Normal... is boring
My life, however, never seems to reach that much vaunted state of normalcy and is very, very rarely boring in that sense.
So I started worrying about money again over the weekend. Having not started my new job yet, things are extremely tight for me financially, plus on top of that, my mother's birthday and anniversary are both this week. I actually worried so much about it that I ended up with a severe migraine on Sunday. Then, lo and behold, there's a check for a little over $600 for me that I wasn't expecting waiting for me in my mail-box monday afternoon. Scary.
So I take the check to the bank, and deposit $500 of it to my checking account to help keep me afloat financially until my new job starts, taking a little more than $100 back to go birthday and anniversary shopping for my mom. A run through a fast-food place to get a soda on my way, and realize that the bank messed up and gave me $100 more cash back then they were supposed to.
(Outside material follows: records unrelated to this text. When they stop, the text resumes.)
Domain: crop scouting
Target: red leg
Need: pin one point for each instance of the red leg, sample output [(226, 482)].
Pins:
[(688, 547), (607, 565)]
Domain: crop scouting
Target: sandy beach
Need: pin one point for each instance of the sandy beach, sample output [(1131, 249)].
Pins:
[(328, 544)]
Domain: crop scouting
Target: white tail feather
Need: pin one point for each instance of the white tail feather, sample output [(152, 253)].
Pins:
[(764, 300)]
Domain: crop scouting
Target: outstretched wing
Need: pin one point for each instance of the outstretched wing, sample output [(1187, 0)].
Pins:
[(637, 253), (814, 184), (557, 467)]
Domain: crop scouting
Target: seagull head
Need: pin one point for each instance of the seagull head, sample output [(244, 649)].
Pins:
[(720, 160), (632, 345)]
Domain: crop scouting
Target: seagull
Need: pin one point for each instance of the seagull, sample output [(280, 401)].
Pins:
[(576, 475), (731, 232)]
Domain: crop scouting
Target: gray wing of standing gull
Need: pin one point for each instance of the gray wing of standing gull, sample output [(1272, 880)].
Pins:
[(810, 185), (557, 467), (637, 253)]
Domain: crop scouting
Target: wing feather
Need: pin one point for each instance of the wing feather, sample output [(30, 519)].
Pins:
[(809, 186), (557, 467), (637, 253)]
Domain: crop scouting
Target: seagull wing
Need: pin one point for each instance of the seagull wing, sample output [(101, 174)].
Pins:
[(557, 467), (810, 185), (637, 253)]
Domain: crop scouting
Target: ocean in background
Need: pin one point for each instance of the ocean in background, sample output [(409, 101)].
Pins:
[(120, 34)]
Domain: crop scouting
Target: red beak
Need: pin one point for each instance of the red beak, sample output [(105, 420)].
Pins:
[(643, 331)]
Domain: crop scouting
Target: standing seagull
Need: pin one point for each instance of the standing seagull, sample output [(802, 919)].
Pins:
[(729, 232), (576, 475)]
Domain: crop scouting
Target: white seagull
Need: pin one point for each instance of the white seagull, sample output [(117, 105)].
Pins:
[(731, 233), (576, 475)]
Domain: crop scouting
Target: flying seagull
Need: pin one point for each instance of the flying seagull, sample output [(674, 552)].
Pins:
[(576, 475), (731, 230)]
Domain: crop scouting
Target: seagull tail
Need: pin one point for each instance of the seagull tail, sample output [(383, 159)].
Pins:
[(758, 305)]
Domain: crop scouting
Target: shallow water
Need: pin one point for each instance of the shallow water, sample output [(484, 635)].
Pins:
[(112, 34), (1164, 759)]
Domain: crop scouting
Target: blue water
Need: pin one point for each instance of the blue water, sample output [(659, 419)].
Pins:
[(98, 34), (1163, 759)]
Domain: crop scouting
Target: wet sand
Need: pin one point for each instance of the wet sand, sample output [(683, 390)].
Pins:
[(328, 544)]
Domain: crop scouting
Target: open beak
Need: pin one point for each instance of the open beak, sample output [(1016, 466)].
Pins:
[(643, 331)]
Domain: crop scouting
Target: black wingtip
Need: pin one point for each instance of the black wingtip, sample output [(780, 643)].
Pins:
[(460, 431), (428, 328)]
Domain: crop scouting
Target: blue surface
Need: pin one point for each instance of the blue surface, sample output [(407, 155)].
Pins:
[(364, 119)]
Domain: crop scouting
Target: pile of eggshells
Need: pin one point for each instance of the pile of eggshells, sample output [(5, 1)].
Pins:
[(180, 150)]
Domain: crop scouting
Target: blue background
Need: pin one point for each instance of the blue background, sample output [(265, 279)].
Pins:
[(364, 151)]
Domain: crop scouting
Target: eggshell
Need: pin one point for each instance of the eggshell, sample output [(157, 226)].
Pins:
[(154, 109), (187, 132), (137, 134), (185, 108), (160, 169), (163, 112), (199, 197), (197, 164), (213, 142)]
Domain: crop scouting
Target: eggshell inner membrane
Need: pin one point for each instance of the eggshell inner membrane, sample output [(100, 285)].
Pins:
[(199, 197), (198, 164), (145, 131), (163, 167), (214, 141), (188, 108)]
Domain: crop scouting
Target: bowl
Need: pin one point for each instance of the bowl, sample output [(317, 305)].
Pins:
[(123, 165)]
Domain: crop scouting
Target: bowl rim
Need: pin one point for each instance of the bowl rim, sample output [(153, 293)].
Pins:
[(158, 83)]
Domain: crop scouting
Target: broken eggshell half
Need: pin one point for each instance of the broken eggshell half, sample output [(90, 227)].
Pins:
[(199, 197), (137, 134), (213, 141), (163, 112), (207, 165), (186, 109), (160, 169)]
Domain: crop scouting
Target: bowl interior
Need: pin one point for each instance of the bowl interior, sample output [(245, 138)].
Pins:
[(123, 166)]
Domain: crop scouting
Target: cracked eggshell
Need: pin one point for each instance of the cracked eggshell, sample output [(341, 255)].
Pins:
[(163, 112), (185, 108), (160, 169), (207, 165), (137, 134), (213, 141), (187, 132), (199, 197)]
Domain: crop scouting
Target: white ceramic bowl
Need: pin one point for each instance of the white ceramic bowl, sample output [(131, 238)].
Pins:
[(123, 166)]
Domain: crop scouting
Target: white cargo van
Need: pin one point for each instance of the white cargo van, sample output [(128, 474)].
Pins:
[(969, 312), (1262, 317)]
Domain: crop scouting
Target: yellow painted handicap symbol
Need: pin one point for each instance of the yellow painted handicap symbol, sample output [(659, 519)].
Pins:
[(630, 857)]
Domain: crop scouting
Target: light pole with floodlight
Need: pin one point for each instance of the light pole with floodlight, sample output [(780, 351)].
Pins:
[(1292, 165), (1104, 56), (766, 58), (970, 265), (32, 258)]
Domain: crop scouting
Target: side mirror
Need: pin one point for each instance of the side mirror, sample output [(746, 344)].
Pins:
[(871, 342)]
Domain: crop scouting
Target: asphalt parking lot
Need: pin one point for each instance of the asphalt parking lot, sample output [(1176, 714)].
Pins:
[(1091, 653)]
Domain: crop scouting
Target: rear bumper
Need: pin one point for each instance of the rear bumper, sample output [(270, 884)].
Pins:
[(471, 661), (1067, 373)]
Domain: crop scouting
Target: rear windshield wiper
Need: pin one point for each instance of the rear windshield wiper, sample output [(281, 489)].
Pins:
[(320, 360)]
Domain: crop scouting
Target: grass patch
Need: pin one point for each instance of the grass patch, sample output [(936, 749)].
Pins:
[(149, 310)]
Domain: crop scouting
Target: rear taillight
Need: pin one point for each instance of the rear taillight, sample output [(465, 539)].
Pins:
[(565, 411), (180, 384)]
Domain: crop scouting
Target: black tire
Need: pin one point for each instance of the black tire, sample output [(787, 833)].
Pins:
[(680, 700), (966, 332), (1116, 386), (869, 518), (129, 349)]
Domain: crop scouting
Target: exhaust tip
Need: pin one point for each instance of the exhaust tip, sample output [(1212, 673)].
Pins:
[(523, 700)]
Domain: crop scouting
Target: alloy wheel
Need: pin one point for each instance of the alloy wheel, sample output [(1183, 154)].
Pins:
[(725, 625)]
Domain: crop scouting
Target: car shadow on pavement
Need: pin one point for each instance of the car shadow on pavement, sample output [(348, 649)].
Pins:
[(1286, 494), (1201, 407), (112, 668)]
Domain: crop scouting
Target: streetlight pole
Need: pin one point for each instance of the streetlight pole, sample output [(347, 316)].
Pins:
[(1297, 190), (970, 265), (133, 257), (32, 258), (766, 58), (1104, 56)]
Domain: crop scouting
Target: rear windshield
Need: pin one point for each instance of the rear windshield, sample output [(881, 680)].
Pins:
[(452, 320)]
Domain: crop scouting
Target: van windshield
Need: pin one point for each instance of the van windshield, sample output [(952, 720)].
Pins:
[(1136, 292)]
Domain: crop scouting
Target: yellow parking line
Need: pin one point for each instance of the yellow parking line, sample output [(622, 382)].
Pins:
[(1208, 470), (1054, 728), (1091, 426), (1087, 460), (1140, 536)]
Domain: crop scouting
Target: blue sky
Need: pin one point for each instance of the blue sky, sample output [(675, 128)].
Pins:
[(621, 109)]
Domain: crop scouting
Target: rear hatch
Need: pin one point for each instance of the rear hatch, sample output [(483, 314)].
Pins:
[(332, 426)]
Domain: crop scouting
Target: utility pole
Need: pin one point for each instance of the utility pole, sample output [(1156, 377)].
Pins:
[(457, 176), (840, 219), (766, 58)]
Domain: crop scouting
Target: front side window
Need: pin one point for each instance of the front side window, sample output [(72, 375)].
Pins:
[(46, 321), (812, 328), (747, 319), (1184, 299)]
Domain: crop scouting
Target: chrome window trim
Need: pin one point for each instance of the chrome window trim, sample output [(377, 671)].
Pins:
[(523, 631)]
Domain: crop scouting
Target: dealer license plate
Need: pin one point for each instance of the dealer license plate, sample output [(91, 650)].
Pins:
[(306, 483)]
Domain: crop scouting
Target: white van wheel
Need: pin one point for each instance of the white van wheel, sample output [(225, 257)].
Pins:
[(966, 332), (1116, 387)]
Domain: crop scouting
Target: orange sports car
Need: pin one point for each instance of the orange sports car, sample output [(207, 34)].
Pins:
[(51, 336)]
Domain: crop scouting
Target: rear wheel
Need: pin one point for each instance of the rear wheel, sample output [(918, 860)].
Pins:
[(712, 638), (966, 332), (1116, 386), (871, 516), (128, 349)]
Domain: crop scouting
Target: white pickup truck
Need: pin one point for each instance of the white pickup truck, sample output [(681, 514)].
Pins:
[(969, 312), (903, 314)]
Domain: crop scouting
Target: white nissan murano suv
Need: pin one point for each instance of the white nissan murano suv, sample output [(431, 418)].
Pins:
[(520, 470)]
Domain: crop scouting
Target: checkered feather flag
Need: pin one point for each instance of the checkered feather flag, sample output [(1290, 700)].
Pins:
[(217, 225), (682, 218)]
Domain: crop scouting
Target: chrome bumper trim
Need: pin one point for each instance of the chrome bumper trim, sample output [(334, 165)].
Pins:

I double check my deposit slip and the slip has all the numbers right, the teller at the bank just made a big mistake and put the wrong amount of money in the envelope. Scarier.
(I went back to the bank and returned the extra money, but I can't say that I wasn't very tempted to keep it. It ultimately came down to one deciding factor, keeping the money was very likely to hurt the teller, a shortage in that amount would probably result in her losing her job. So, being a good little Wiccan I chose to harm none, and took it back.)
At any rate, I at least don't have to worry about money again for another month or so... And I think I got the universe's message, I'm gonna stop worrying so much ( it'd be a lie if I said I was going to quit worrying altogether ) about things and just trust that everything is going to take care of itself in its own good time.